Historically, global drug-development and vaccine-licensing frameworks have neglected populations of African descent, and evidence is mounting that treatments developed in other settings may perform differently—and sometimes poorly or even harmfully—for African-ancestry individuals.
The AMA’s establishment thus signals a shift toward a more African-centred regulatory and research agenda.
Across the continent, biomedical research funding and health-service budgets have been slashed, leaving millions of people vulnerable, and many health-care workers and researchers without employment or resources.
This dependency on external donors has exposed Africa’s fragility in health-product regulation and access.
At the same time, Africa’s rapid population growth, accelerating urbanisation and emerging health-risk profile place further pressure on regulatory systems.
In cities, wealthier neighbourhoods demand high-quality medicines and services, while in poorer districts dense populations, inadequate sanitation and polluted environments drive infectious and non-communicable disease burdens alike.
By 2100, Africa is projected to host 13 of the world’s 20 largest cities—making the regulatory challenges all the more urgent.
In this context, the AMA is more than just another agency—it is emblematic of whether Africa can take control of its scientific and regulatory destiny.
If the AMA succeeds in ensuring that drug-testing models and clinical-trial frameworks reflect African biology, that African genomes are built into early drug-discovery pipelines, and that trials conducted on the continent abide by the highest scientific standards, then the health of billions of people of African ancestry could be significantly improved.
Moreover, by closing the representation gap in global research and linking genetic variation to disease and treatment more accurately, Africa could help reshape international standards in drug development and clinical trials.
Furthermore, pharmacogenomics studies show that Africa’s genetic variability is consequential for personalised medicine.
African individuals carry millions of genetic variants not found in other populations, yet many of the cell lines, organoid systems, liver microsome models and pre-clinical tools used globally derive from European-ancestry samples—limiting their relevance for Africans.

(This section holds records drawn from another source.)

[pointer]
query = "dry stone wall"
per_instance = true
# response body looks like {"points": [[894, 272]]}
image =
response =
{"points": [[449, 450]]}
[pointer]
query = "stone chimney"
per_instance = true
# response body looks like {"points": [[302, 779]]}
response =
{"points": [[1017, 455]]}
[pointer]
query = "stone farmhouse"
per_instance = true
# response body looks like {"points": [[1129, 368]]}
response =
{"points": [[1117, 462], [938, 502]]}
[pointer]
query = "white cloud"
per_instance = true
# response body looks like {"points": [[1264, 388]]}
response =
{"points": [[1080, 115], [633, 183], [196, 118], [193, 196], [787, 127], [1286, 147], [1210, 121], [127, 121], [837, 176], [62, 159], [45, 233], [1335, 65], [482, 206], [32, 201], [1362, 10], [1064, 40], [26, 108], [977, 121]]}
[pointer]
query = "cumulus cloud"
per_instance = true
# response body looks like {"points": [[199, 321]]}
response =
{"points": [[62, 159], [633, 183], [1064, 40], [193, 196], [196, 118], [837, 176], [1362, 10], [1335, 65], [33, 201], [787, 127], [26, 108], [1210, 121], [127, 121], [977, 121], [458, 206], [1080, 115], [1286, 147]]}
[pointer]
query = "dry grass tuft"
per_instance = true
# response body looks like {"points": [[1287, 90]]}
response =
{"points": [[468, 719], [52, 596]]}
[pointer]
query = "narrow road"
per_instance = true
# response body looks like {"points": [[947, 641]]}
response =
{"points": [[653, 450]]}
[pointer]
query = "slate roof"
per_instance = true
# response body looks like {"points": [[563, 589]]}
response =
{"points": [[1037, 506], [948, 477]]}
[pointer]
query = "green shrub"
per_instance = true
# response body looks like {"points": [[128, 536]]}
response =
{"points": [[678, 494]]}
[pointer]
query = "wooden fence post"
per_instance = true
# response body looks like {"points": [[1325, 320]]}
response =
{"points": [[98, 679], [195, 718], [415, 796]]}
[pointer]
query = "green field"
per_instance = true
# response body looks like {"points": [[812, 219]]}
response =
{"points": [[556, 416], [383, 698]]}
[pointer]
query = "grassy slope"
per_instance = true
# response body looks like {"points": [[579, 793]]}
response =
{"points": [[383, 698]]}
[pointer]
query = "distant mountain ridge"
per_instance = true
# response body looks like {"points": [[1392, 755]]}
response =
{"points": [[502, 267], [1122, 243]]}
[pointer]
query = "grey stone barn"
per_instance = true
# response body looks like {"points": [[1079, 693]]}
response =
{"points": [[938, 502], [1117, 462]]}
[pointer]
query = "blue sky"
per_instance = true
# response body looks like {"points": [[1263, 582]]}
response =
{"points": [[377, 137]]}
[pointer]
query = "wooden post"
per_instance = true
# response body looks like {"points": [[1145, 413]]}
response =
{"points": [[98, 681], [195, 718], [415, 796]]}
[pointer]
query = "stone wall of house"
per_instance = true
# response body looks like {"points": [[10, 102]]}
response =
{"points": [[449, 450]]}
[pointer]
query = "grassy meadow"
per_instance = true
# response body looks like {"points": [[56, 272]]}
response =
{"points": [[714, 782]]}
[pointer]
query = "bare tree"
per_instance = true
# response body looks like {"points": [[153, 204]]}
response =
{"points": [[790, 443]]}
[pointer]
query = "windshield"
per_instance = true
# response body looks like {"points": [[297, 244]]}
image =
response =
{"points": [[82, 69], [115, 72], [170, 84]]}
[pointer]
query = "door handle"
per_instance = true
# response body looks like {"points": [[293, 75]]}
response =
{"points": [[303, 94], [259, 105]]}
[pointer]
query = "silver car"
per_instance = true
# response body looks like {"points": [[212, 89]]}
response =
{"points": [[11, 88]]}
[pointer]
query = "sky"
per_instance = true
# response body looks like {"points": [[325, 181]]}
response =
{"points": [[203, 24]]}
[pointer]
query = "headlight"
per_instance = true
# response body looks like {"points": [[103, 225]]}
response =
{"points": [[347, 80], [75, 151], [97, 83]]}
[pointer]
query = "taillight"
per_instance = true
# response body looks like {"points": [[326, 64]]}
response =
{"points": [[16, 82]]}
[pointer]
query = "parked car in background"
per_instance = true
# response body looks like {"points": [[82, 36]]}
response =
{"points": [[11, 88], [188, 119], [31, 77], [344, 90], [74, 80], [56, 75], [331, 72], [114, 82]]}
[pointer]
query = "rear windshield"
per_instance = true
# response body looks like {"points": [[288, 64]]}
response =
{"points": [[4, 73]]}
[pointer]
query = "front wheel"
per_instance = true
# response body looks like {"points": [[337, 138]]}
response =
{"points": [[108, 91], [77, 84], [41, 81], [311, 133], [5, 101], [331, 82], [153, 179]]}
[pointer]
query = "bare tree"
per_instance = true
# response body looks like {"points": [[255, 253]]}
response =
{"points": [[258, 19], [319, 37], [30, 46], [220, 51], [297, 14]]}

With the AMA now officially operational at its headquarters in Kigali, Rwanda, its mandate includes coordinating joint reviews of clinical-trial applications, harmonising medical-product regulation, streamlining active-pharmaceutical-ingredient inspections and working across countries to identify substandard and falsified medical products.
That operational start is timely given the regulatory and health-system pressures that Africa faces—and the conference in Mombasa offers a platform for regulators, researchers, manufacturers and policymakers to align on this new agenda.
The AMA’s launch marks a watershed moment in Africa’s quest for health-product sovereignty and research self-reliance.